Um carro alegórico da Porto da Pedra voltou a acirrar os ânimos entre o Carnaval carioca e a Igreja. O Tigre de São Gonçalo trará a fogueira da Inquisição cercada por estátuas que representam um Papa, seis cardeais, oito bispos e quatro hereges.

A alegoria, que faz parte do enredo “Não me proíbam criar, pois preciso curiar! Sou o país do futuro e tenho muito a inventar!” — de Max Lopes —, lembrará cientistas condenados à morte pelo tribunal da Igreja no Renascimento, por contrariar as leis vistas sob a ótica católica. “Não vejo problema. É História e não estou preocupado porque o assunto está carnavalizado. Não é para ofender ninguém”, defende-se Max.

Para a Arquidiocese, o carro mereceria a fogueira. “É um assunto delicado para ser usado no contexto do Carnaval. É um abuso, uma agressão à fé. O departamento jurídico já está acostumado a lidar com isso e tomará as medidas cabíveis”, ameaça o bispo-auxiliar do Rio, Dom Edney Mattoso.

D. Edney lamenta que o uso da imagem da Igreja tenha se tornado comum para criar “polêmica”: “Já está ficando batido procurar fervescência com temas religiosos. Fico perplexo com esse comportamento reprovável”.

Religiosos condenam abordagem

Religiosos não aprovam a abordagem da Inquisição no Carnaval. “O assunto é muito complexo e fora de propósito. Não se pode resumir a Igreja naquela época à imagem dos papas e bispos. A Inquisição foi um tribunal político, qualquer interpretação simples não será bem recebida pelas pessoas”, avalia o padre Jesus Hortal, reitor da PUC.

Além do contexto histórico, o padre lembrou as vítimas do antigo tribunal. “Não é um tema digno de espetáculo. Tem que se lembrar que a memória de muitas vidas está envolvida e tratar como Carnaval é desumano”, lamenta o reitor.

O bispo Dom Roberto Guimarães, responsável pela Diocese de Campos, também condenou a alegoria idealizada por Max Lopes. “Acho totalmente inoportuno. A Igreja cometeu atos reprováveis. Não entendo por que o assunto tem que ser tratado de forma tão leviana”, condenou.

A utilização de imagens que representam bispos, cardeais e até mesmo o Papa também foi alvo de críticas. “Como bispo, me sinto ultrajado, agredido e ridicularizado. Não é uma forma honesta de se tratar a História”, concluiu Dom Roberto.

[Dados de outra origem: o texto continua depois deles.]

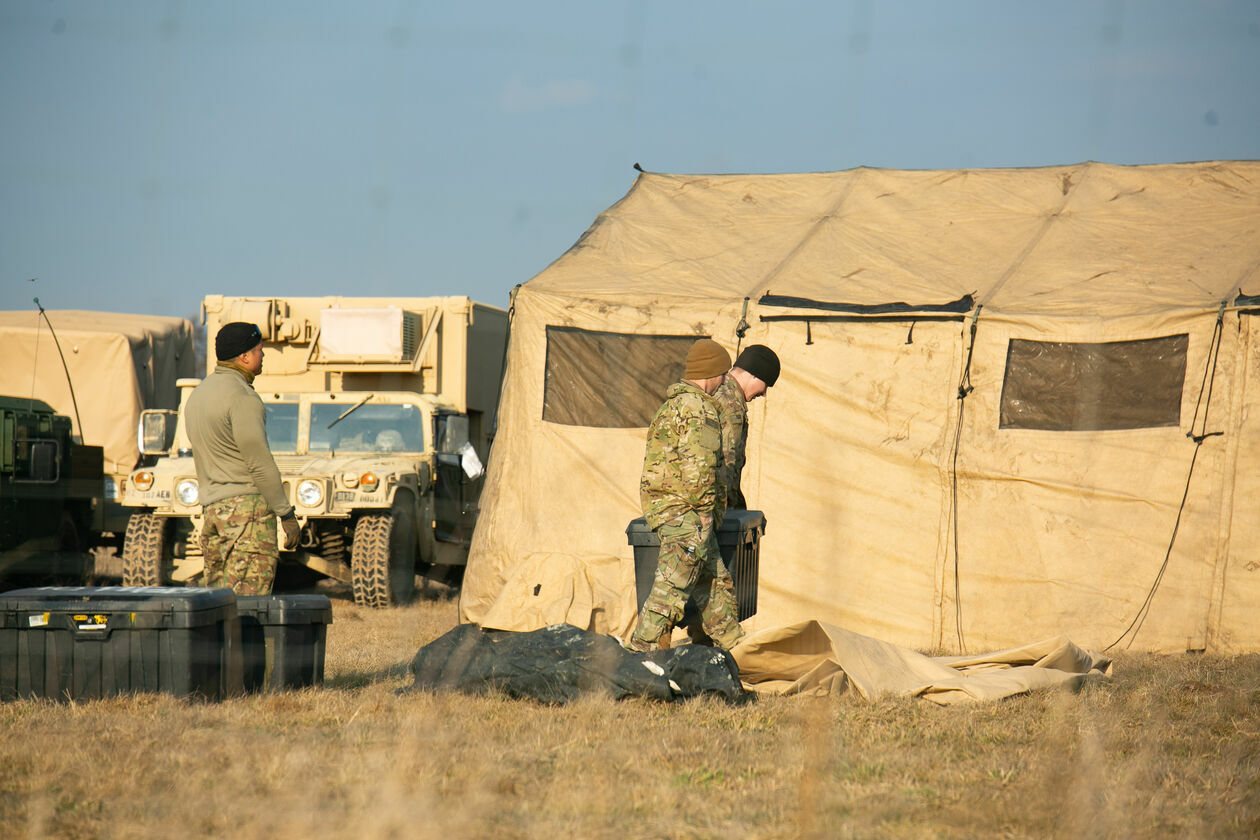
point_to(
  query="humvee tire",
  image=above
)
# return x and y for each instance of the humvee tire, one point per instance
(146, 559)
(383, 556)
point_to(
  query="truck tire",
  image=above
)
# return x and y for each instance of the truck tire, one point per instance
(146, 558)
(383, 557)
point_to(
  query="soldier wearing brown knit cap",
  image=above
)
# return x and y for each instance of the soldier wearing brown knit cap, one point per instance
(679, 489)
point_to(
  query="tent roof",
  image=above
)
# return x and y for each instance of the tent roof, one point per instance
(1089, 238)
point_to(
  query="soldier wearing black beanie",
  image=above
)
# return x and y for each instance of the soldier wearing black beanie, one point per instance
(238, 484)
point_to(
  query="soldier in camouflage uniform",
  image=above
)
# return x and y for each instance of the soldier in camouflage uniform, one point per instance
(679, 489)
(754, 372)
(238, 482)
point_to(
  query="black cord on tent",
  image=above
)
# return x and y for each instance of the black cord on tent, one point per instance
(1206, 403)
(69, 383)
(503, 365)
(964, 388)
(741, 329)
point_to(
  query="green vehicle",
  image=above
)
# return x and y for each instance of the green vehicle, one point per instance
(49, 490)
(378, 417)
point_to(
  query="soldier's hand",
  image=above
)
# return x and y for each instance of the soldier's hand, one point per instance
(292, 530)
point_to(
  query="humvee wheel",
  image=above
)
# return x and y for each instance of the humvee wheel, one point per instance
(383, 557)
(146, 561)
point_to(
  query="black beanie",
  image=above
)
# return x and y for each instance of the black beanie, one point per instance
(760, 362)
(234, 339)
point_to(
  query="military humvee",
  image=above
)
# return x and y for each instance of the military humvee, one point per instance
(379, 417)
(49, 489)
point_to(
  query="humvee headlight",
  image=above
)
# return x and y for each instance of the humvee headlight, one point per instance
(187, 491)
(310, 493)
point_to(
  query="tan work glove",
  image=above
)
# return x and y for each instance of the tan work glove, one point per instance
(292, 530)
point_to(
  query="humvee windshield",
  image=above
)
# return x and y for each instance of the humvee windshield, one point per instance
(282, 427)
(368, 428)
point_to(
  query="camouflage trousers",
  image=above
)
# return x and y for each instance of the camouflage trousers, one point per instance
(689, 572)
(238, 543)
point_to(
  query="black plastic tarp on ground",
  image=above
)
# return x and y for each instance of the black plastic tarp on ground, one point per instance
(561, 663)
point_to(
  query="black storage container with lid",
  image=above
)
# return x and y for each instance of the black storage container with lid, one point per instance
(282, 640)
(85, 642)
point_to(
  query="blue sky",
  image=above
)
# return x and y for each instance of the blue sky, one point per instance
(155, 153)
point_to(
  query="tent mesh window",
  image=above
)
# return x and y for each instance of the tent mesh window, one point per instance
(1070, 387)
(609, 379)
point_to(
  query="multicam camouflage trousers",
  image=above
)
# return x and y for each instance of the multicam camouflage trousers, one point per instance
(238, 543)
(689, 568)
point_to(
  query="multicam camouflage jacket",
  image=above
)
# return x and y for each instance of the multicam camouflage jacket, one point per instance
(733, 420)
(682, 464)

Católicos: chance de ação judicial

A caracterização na alegoria da Porto da Pedra também não foi bem recebida pela Diocese de Niterói. O caso já está sendo estudado pelo Departamento Jurídico da Mitra e o monsenhor Valdir Mesquita, vigário-geral da cidade, só se pronunciará após parecer de seus advogados.

No Rio, o Departamento Jurídico da Arquidiocese estuda o que fazer. “Normalmente o diálogo é suficiente. Ainda é preciso analisar o caso com cuidado para aí começar a tomar as medidas, mas qualquer católico que se sinta agredido pode entrar com ação contra a escola”, afirma Clodine Dutra, advogada responsável.

No Carnaval do ano passado, a Viradouro precisou modificar, poucos dias antes do desfile, o carro que mostraria o Holocausto nazista. O carnavalesco Paulo Barros havia idealizado a alegoria com um destaque vestido de Hitler sobre esculturas de corpos de judeus mortos. Proibida pela Justiça, a alegoria foi alterada para o desfile.